Fungal infections pose a significant public health crisis that is only worsening over time. These infections have the potential to spread rapidly and cause exponential harm, similar to how COVID-19 affected the world. Currently, one of the most powerful antifungal drugs available is Amphotericin B (AmB), which is produced naturally by bacteria. AmB is known for its exceptional ability to kill fungi, but unfortunately, it is also highly toxic to the human body, particularly the kidneys. This toxicity has limited its usage to a last-resort treatment option.

Researchers at the University of Illinois Urbana-Champaign, in collaboration with the University of Wisconsin-Madison, have dedicated years of study to understand AmB’s mechanism and to develop a derivative that retains its antifungal potency without harming humans. Through their investigations, they discovered that AmB kills fungi by acting as a sponge to extract ergosterol, a crucial component of fungal cells. However, they also found that AmB extracts cholesterol, the most common sterol in human cells, leading to its toxicity in humans.

Armed with this knowledge, the research team focused on modifying AmB to reduce its interaction with cholesterol and thereby decrease its toxicity. They utilized atomic-resolution models to identify subtle differences in the binding interactions between AmB and each sterol. This structural information, combined with functional and computational studies, provided valuable insights for modifying AmB.

Building upon their findings, the researchers began synthesizing and testing derivatives of AmB with slight changes in the region that binds to ergosterol and cholesterol. Their goal was to maintain the efficacy of ergosterol removal while reducing toxicity. They collaborated with experts and utilized state-of-the-art facilities to test the most promising derivatives in vitro assays, cell cultures, and eventually in live mice.

Out of all the derivatives, one molecule, named AM-2-19, exhibited exceptional properties.

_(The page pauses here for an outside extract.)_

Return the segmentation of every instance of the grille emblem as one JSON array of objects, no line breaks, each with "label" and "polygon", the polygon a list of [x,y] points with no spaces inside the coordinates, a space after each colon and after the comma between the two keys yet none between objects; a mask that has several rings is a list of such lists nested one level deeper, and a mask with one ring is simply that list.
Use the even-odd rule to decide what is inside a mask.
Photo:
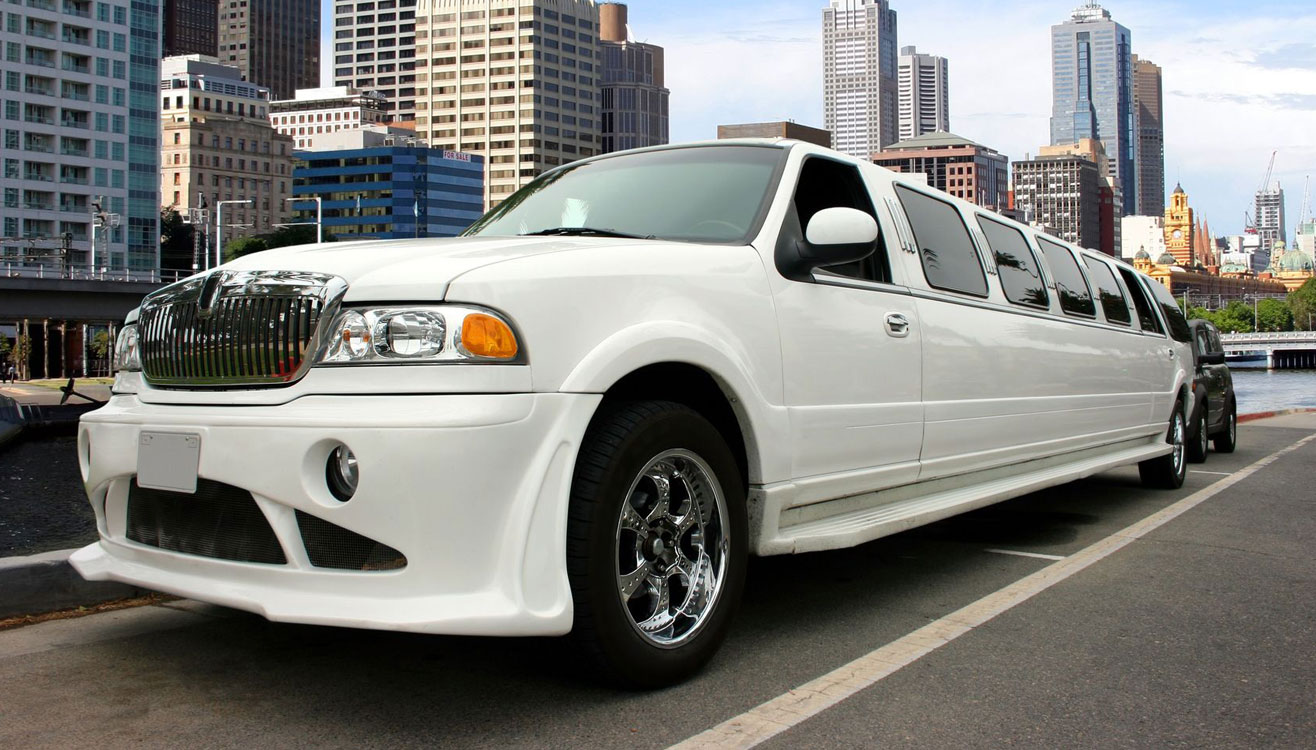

This molecule demonstrated kidney-sparing capabilities, resistance evasion, and broad-spectrum efficacy against over 500 clinically relevant fungal species. In fact, it either mimicked or surpassed the efficacy of currently available antifungal drugs in various locations. The researchers conducted extensive tests, including screening for toxicity in human blood and kidney cells, as well as evaluating its effectiveness in mouse models of common fungal infections.

AmB has long been known to medical professionals as “ampho-terrible” due to its harsh effects on patients. However, the researchers are excited about the potential of AM-2-19, as it decouples efficacy from toxicity, turning “ampho-terrible” into “ampho-terrific.” Despite these significant findings, further clinical studies are necessary to determine if AM-2-19 can translate its potential benefits to human patients. As a first step towards clinical application, AM-2-19 has been licensed to Sfunga Therapeutics and is currently undergoing Phase 1 clinical trials.

The development of AM-2-19, a modified derivative of Amphotericin B, brings new hope in the battle against fungal infections. By reducing its toxicity while retaining its potent antifungal properties, AM-2-19 shows promise in becoming a powerful ally in the fight against fungal infections. The researchers’ deep understanding of AmB’s mechanism, combined with their extensive molecular studies, has paved the way for this breakthrough. While further research is needed, AM-2-19 represents a significant step forward in addressing the urgent and growing threat of fungal infections.